This is the repository for an EM algorithm of Wright-Fisher model for analyzing Evolve and Resequence (ER) data. From ER data, which contain allele frequency paths during experimental evolution for numerous SNPs, this program can estimate population genetics parameters i.e.) effective population size, selection coefficients and dominance parameters for each SNP or all SNPs.
We note that EMWER can be run by python2.7.

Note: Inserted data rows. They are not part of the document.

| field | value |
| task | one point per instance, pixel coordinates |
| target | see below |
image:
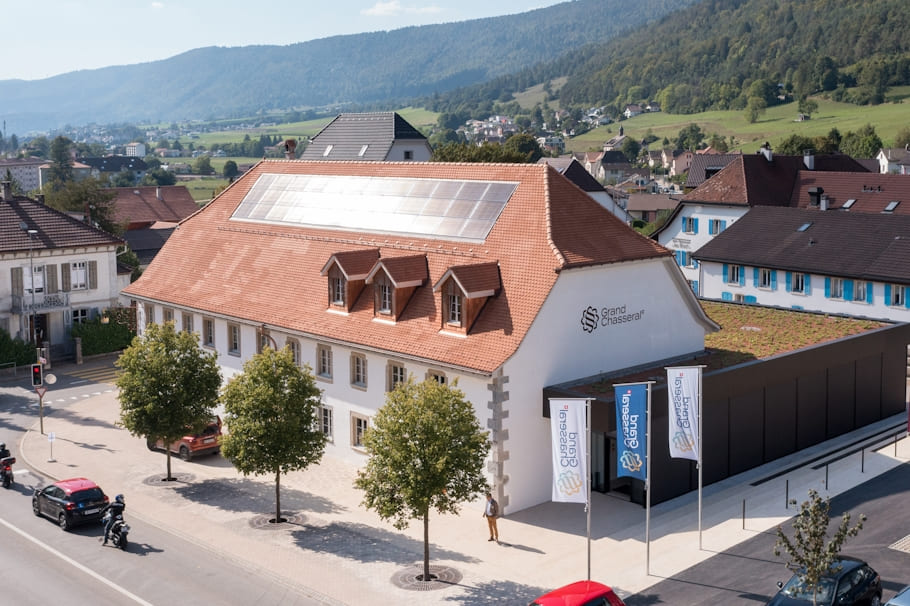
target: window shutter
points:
(93, 274)
(16, 281)
(65, 277)
(50, 279)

Please, check and install the required python libraries,
using pip
.
$ pip install scipy numpy subprocess32
Please, check configuration using the following command, and resolve the dependencies. We note that EMWER depends on C++14 and OpenMP.
$ ./waf configure
Please, install using the following command
$ ./waf build
The executable file will be generated as build/default/WF_main
Although you can execute the above executable file directly, we recommend executing our program through python script EMWER.py
as below:
$ python EMWER.py -c condition/emwer_test.cond -s data/real_data_test.sync
The -s
specifies the synchronized file
(see detail in https://sourceforge.net/p/popoolation2/wiki/Tutorial/) of ER data. The -c
specifies the file name of the condition file
. The -o
specifies the file name of the estimation result
.
The estimation result
for two SNPs is like below:
250 0.0364121 0.5 0.000328661 0 3.84428 -1
250 0.0130407 0.5 0.000610262 0 0.278235 -1
Col1,2,3,4,5,6,7 respectively represent effective population size, selection coefficient, dominance parameter, half width of 95% confidence interval for estimated selection coefficient, that for dominance parameter, likelihood ratio, original sign of selection coefficients for variant allele. We noticed that, as default, selection coefficients and dominance parameter is those of the allele which is positively selected. Hence, if you want to derive these parameter for variant allele, you have to specify the condition allele
as variant
in condition file
discussed below.
Experimental and estimation conditions can be specified in condition file
as below:
genl:0,0,0,15,15,23,27,37,37,37
repl:1,4,5,4,5,1,5,4,5,1
pop:200
slc:0
dom:0.5
opt:s
disc:100
rbd:0.05,0.95
allele:positive
Each row can specify each experimental condition.;
genl
specifies the list of generation when each column in the synchronized file was sampled.
repl
specifies the list of replicate index of each column in the synchronized.
pop
, slc
and dom
specifies initial values of estimation for effective population size, selection coefficient and dominance parameter, respectively.
disc
specifies the maximum number of discrete states of allele frequency used in estimation.
opt
specifies the first letter of parameter name which you want to optimize (p
, s
and d
means effective population sizes, selection coefficients and dominance parameter respectively; you can conduct simultaneous estimation for selection and dominance by specifying opt
as sd
).
rbd
specifies the upper and lower limit of allele frequency of population at 0th generation.
allele
specifies the allele which selection coefficients and dominance parameters are defined for. When you specify allele
as positive
, EMWER calculate the parameters for positively selected alleles, which results in positive values for estimated selection coefficients. When you specify allele
as variant
, EMWER calculate the parameters for variant alleles.
This repository includes the code of three external libraries.
- Eigen is a C++ library for linear algebra. The code is included here.
- cmdline is a command line parser, which is implemented in C++. The code is included here.
- L-BFGS-B is a limited-memory quasi-Newton code for bound-constrained optimization, which is implemented in Fortran. We used it after converting it into C code by f2c. The code is included here.
EMWER is licensed under GLP Version 3. External libraries used in this repository are licensed as below:
- Eigen is primarily licensed under MPL2, although some part of third party code are licensed under BSD or LGPL licenses. Please, see the original license description for detail.
- cmdline is licensed under Modified BSD.
- L-BFGS-B is licensed under New BSD License.